Bei der Gesamtwürdigung ist die von der Rechtsprechung des BAG entwickelte sog. typisierende Betrachtungsweise zu berücksichtigen. Kann die vertraglich vereinbarte Tätigkeit typologisch sowohl in einem Arbeitsverhältnis als auch selbstständig erbracht werden, ist die Entscheidung der Vertragsparteien für einen bestimmten Vertragstypus i.R.d. bei jeder Statusbeurteilung erforderlichen Gesamtabwägung aller Umstände des Einzelfalls zu berücksichtigen (vgl. BAG v. 21.5.2019 – 9 AZR 295/18, juris Rn 38; BAG v. 27.6.2017 – 9 AZR 851/16; BAG v. 11.8.2015 – 9 AZR 98/14; BAG v. 9.6.2010 – 5 AZR 332/09, NZA 2010, 877 = DB 2010, 1830).

 

Rz. 791

 

Praxishinweis

1. Der Vorrang der tatsächlichen Handhabung der Vertragsbeziehungen vor der formalen Vertragstypenwahl durch die Parteien bedeutet nicht, dass die Entscheidung der Parteien für eine bestimmte Art von Vertrag irrelevant wäre.
2. Wenn die vertraglich vereinbarte Tätigkeit typologisch in dem einen oder anderen Verhältnis erbracht werden kann, ist dies bei der Gesamtabwägung aller Umstände des Einzelfalls zu berücksichtigen.
3. Zu beachten sind dabei stets die Besonderheiten der jeweiligen Berufsgruppe (vgl. im Einzelnen ausführlich das Berufsgruppenlexikon von A bis Z, unten Rdn 1067 ff.).
4. Mischformen zwischen selbstständiger und unselbstständiger Tätigkeit können im Einzelfall zulässig sein.

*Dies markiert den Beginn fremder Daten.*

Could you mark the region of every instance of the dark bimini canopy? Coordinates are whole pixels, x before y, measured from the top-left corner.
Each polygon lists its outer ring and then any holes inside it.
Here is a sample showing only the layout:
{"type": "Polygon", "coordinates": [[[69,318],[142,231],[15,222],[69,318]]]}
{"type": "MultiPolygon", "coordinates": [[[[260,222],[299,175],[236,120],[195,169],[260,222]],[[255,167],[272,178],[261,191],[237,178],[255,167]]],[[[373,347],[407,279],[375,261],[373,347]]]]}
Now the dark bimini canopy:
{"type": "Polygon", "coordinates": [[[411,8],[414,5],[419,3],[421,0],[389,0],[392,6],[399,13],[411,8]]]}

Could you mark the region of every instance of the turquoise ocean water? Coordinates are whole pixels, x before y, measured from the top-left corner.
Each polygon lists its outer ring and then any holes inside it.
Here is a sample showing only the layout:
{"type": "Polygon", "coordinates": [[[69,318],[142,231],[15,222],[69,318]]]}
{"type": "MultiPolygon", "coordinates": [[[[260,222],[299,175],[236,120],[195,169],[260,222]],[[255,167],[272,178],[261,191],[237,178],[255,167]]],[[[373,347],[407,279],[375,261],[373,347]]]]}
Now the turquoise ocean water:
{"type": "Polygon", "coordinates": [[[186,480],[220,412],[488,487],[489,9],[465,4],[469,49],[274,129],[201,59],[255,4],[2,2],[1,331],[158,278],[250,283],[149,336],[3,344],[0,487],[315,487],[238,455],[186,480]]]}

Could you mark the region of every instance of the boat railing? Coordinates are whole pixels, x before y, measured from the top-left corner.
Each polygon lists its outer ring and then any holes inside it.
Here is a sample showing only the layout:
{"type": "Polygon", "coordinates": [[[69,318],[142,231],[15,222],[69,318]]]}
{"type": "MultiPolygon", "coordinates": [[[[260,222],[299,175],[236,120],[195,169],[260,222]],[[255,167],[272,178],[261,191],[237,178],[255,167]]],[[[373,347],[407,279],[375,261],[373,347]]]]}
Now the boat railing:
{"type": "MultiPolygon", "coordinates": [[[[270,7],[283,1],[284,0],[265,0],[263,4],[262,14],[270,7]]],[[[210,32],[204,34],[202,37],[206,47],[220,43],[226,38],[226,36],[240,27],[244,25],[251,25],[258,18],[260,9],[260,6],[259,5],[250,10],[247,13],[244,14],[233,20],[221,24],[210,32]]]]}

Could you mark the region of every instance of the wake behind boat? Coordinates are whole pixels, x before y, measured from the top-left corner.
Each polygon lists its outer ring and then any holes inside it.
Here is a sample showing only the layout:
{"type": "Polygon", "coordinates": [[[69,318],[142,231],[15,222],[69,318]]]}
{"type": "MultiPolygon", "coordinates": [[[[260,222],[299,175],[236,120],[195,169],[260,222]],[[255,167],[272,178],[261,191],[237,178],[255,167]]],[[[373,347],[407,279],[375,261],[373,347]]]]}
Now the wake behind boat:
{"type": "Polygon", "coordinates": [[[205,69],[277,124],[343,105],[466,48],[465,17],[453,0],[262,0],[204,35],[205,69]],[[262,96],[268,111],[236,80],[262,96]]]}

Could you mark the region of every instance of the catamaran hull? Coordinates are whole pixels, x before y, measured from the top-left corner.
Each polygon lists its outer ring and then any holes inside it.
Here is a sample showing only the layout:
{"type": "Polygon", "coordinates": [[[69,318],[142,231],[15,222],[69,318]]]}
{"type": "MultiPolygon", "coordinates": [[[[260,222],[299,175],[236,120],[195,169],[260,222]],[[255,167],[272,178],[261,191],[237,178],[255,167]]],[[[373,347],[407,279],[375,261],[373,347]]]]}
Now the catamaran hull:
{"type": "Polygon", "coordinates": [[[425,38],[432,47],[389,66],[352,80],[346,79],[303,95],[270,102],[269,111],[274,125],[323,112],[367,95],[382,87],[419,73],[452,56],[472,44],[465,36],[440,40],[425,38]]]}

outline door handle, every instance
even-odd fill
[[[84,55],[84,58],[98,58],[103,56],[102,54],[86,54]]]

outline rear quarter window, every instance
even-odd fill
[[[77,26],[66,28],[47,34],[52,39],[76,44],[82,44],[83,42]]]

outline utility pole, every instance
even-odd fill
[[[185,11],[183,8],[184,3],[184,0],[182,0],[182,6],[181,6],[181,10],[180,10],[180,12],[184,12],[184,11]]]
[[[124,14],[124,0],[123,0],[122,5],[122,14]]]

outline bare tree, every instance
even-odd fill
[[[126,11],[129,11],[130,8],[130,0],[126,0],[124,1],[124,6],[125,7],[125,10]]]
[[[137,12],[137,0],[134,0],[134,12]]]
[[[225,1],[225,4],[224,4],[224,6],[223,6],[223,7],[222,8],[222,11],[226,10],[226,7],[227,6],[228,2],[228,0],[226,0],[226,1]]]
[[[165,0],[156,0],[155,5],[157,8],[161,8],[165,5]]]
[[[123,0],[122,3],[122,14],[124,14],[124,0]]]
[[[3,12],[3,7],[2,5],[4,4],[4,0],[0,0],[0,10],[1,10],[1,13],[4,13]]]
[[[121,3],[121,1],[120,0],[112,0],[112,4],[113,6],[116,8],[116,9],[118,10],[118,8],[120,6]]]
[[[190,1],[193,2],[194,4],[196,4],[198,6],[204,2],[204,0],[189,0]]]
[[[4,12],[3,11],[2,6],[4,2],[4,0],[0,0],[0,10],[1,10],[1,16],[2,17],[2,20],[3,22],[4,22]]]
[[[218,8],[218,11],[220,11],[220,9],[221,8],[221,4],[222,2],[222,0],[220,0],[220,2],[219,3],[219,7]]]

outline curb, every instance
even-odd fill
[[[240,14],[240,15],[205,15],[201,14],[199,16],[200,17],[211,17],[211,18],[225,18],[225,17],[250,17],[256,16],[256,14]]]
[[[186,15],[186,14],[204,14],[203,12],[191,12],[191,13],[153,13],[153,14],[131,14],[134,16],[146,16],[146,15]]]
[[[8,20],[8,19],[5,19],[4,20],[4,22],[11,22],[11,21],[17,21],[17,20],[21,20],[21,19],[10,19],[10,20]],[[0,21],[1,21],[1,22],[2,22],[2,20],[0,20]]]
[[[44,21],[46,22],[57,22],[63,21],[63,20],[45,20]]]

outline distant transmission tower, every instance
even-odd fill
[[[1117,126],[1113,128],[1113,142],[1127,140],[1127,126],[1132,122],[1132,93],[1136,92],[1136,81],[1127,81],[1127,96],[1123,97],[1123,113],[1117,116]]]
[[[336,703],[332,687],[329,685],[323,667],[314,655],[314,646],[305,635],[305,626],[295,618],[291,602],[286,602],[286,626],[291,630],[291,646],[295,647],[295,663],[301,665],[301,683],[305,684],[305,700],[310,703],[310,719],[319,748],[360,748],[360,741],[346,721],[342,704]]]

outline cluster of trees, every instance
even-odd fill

Bei typisierender Betrachtungsweise ist beispielsweise i.d.R. Arbeitnehmer, wer an einer allgemeinbildenden Schule unterrichtet, auch wenn er seinen Beruf nebenberuflich ausübt. Dagegen können etwa Volkshochschuldozenten, die außerhalb schulischer Lehrgänge unterrichten oder Lehrkräfte, die nur Zusatzunterricht erteilen, auch als freie Mitarbeiter beschäftigt werden (vgl. BAG v. 20.1.2010 – 5 AZR 106/09, NZA 2010, 840 = DB 2010, 964 m.w.N.; LAG Schleswig-Holstein v. 3.2.2011 – 4 Sa 234/10). Entscheidend ist, wie intensiv die Lehrkraft in den Unterrichtsbetrieb eingebunden ist, in welchem Umfang sie den Unterrichtsinhalt, die Art und Weise der Unterrichtserteilung, ihre Arbeitszeit und die sonstigen Umstände der Dienstleistung mitgestaltet und inwieweit sie zu Nebenarbeiten herangezogen werden kann (vgl. BAG v. 15.2.2012 – 10 AZR 301/10, B 2012, 1342 = NZA 2012, 731). Nach der jüngsten Rechtsprechung des BAG sind auch Mischformen bei Einhaltung der Voraussetzungen rechtlich zulässig, wonach eine Musiklehrerin zum Land gleichzeitig sowohl in einem Arbeits- als auch in einem Dienstverhältnis für die gleiche Tätigkeit stehen kann. Ein Nebeneinander von Arbeits-und Dienstvertrag ist rechtlich nicht ausgeschlossen (vgl. BAG v. 27.6.2017 – 9 AZR 851/16) → s. unten Rdn 808.